John F. Russell: Track allows athletes to spring into spring
April 5, 2014
It seems like spring always finds a way to sneak up on me.
One day, I'm cruising down a snow-covered run on the slopes of Steamboat Ski Area, and the next I'm standing ankle deep in the mud trying to take a picture of some rancher's cow in a pasture.
After spending 23 winters in Steamboat Springs, you would think I've figured it out, but every year I'm totally caught off guard when the ski season rolls into the final weeks, the birds return to the valley and the flowers start to bloom.
There was a time when spring was a slow time in the sports department. Back in the day, I would jump in my car and head to Meeker or Rifle to cover a track meet — because it was the only game happening. The chances that the dirt track surrounding the natural grass high school athletic field was going to host a meet was about as likely as the Nuggets winning an NBA championship.
But times have changed. No, the Nuggets are not going to win a championship, but these days, the sports schedule at the high school is packed with soccer and lacrosse games and spring is one of the busiest seasons for a sports reporter in Steamboat Springs.
We still don't host track meets, but the athletes are able to train here in the spring.
I would argue that it couldn't happen without the artificial surface and all-weather track at the high school.

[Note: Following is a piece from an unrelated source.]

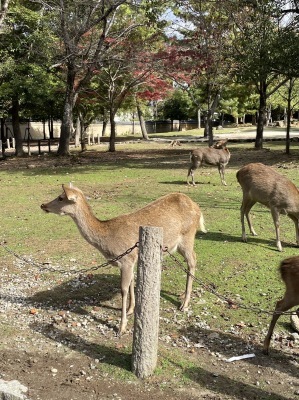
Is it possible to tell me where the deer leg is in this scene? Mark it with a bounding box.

To tell you the truth, though, I wasn't a huge fan of the field when they first built it, but it had nothing to do with the usefulness of the field.

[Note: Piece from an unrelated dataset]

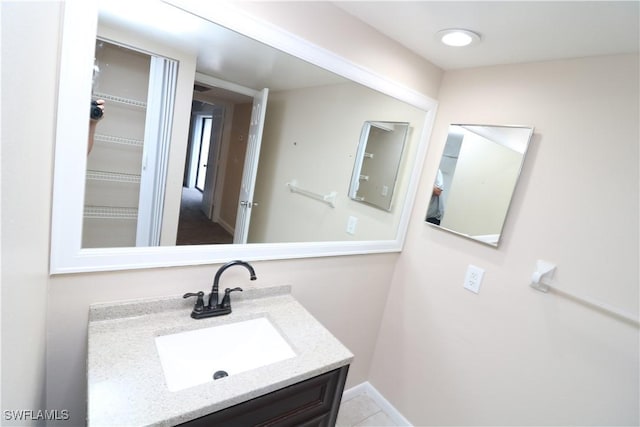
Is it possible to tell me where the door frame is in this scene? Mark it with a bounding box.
[233,87,268,244]
[194,115,212,192]
[194,73,264,242]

Personally, I enjoyed photographing those late fall football games when the frozen field was covered in snow and mud. I miss the day when the field became a slippery mess that resulted in the players waging a battle in mud- and grass-stained uniforms.
I knew that when the high school started building the new artificial surface a decade ago that those days were gone.

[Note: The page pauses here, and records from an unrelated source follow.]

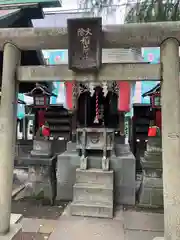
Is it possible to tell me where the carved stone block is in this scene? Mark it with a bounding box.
[31,139,52,158]
[76,128,114,151]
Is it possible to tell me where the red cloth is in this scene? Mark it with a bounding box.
[65,80,131,112]
[65,81,74,110]
[38,110,45,128]
[42,126,50,137]
[117,81,131,112]
[155,110,161,129]
[148,127,157,137]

But I also knew that the field would allow teams to be more competitive in the spring and that a new field would result in fewer cancellations and fewer frustrations for the players who came out to play.
I knew that adding the new surface to the field was the right thing to do for the young athletes who competed on teams as well as for the community as a whole.
In the years since it's been built, the new field has allowed spring sports to flourish in the Yampa Valley.
Boys lacrosse has grown into one of the high school's biggest sports, and the soccer and track teams get out of the gym earlier and are more competitive.
The turf field has been an undeniable success, and it's clear that the young athletes in Steamboat have benefited.
Those athletes’ success only can make me wonder if a field house at the middle school would have the same value. Only time will tell.
The truth is that without the turf field at the high school, spring wouldn't only sneak up on teams in our valley, but chances are it would pass them by.